Clippers are said to have originated with the small, swift coastal packet known as the Baltimore clipper, the true clipper evolved first in the U.S. (c. 1833) and later in Britain. The basic concept of the Baltimore Clippers was first seen in the ship Ann McKim, one of the largest and fastest clippers ever to sail. Though no two Balitmore Clippers were ever built to the same dimensions or specifications, they share common bonds:
A long, slim, graceful vessel with a projecting bow, a streamlined hull, and an exceptionally large spread of sail on three tall masts. Clippers carried tea from China and goldminers to California. Famous clippers included the American Flying Cloud and the British Cutty Sark. Though much faster than the early steamships (already in use when the clipper appeared), they were eventually outrun by improved steamship models and largely disappeared from commercial use in the 1870s.
All Clippers were approximately 100 feet in length from stern to bow. Baltimore Clippers had heart shaped midsections with short keels and raking sterns. The undecorated hulls of these ships were black, low-sided, and sharped bowed, leaving the Clippers with minimum freeboard. Quite unlike other ships of the period, the clippers bore no figureheads, headboards or trailboards.
A Clipper's mast was further aft on the ship just as the foremast was proportionately taller, therefore allowing a more efficient use of sails.
Baltimore Clippers were often the ship of choice for slavers, smugglers, and West Indian pirate craft. They also carried light cargoes, but Baltimore Clippers received their true recognition for their role in the War of 1812 when Captain Thomas Boyle commanded the Chasseur which was able to capture 45 British merchant ships in a five month period. Because of its impressive performance, it returned home with its new nickname Pride of Baltimore. Chasseur's history is illustrative of the fate of Baltimore Clippers. Just three months after her triumphal return to Baltimore from her exploits against the British Isles, she set sail for Canton, China. According to the super cargo's log of the six month voyage around Africa, through the Indian Ocean, and up the coast of Southeast Asia, she encountered gale force winds, but sailed well. In Canton, she loaded on a cargo of tea, silk, satin, porcelain and other high demand items for the return voyage. Despite deteriorating conditions of the ship, she set a speed record from Canton to the Virginia Capes in 95 days. This Orient-to-America record held for 16 years until it was broken by the clipper Atlantic in 1832. Her cargo of exotic goods sold for a handsome profit for her owners.
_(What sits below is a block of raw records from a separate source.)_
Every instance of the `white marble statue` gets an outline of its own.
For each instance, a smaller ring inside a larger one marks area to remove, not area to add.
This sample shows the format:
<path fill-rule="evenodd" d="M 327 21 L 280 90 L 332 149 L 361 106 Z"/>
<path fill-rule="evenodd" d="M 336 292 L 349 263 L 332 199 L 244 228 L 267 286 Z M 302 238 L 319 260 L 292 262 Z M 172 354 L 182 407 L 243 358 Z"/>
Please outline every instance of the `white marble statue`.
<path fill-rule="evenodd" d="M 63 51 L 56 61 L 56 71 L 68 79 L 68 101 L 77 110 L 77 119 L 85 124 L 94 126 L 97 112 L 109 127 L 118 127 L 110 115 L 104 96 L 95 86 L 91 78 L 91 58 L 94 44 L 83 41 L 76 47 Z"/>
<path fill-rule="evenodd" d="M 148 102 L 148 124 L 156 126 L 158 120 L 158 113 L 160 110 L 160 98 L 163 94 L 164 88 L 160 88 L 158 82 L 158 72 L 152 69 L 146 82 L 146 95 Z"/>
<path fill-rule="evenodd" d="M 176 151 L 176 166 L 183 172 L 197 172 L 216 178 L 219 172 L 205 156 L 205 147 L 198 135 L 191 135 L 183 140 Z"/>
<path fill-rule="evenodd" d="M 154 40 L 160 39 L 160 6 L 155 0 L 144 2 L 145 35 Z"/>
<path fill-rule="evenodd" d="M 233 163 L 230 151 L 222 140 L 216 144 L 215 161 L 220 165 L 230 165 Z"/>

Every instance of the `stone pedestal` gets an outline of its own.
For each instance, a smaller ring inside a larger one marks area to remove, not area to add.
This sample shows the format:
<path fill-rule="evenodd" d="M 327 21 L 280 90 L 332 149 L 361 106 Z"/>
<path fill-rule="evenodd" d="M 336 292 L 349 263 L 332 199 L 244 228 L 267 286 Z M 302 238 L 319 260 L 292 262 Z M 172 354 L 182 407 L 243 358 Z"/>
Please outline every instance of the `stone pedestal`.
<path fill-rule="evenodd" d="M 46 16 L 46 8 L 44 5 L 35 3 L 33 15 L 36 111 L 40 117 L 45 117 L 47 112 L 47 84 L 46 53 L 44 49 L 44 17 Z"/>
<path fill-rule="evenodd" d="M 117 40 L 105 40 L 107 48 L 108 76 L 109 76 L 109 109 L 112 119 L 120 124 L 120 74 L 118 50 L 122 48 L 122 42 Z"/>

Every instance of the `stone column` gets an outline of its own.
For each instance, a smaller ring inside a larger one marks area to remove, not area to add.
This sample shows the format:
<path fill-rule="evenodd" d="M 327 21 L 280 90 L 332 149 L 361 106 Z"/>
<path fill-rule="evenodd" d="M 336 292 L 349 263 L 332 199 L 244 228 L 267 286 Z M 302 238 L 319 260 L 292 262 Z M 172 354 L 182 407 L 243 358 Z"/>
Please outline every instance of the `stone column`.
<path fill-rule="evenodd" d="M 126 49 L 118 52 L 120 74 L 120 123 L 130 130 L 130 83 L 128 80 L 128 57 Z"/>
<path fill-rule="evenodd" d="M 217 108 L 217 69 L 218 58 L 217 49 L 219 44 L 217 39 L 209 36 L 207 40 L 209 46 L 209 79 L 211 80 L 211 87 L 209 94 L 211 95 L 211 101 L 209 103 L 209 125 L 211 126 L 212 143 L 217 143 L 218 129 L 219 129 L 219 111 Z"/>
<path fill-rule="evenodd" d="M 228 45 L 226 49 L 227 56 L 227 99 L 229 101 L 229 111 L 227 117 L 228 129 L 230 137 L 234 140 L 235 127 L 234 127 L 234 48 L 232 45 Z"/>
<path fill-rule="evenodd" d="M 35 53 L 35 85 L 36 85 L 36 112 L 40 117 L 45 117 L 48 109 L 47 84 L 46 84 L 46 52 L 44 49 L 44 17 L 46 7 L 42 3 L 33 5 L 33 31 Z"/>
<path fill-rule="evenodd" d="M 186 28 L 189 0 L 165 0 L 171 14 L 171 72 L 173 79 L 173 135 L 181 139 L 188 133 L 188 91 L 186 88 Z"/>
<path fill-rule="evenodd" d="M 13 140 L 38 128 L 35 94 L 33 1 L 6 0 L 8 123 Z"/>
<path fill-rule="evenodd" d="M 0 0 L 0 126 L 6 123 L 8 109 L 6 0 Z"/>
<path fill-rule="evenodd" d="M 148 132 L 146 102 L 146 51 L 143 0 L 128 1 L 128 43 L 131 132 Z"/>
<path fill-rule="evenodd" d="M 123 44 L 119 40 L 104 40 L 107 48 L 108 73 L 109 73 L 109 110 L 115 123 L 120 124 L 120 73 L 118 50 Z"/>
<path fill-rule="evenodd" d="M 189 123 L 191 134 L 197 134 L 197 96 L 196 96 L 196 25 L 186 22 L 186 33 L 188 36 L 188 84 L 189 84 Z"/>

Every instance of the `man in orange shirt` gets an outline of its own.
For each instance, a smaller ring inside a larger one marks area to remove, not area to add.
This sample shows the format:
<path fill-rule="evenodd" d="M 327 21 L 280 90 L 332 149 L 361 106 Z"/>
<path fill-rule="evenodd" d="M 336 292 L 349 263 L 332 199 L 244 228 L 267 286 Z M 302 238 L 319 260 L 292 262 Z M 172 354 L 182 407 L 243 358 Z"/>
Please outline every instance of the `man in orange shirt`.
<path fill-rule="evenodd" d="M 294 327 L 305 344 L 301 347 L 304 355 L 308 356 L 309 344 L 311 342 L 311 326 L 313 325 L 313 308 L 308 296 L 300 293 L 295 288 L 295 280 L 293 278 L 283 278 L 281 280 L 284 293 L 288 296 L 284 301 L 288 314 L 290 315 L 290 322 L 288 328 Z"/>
Because Clippers could outsail their opponents, Baltimore Clippers were responsible for more than 500 sinkings or seizures of British ships. But after the treaty of Ghent, ending the War of 1812, the uses for the Baltimore Clippers declined in number. They were still known worldwide for their usefulness in trade, both legal and illegal, allowing merchants the speed they needed to be competitive. They went to the West Indies with cargoes of flour and cotton, returning with coffee and sugar.
The Baltimore Clippers faded away to be replaced by larger ships capable of carrying greater cargoes with the same speed as that of the Clippers. In the 1840s a new generation of fast large ships evolved that came to be known as Yankee Clippers or simply Clipper Ships. These were three masted, full-rigged ships, that is, they had square sails on all three masts.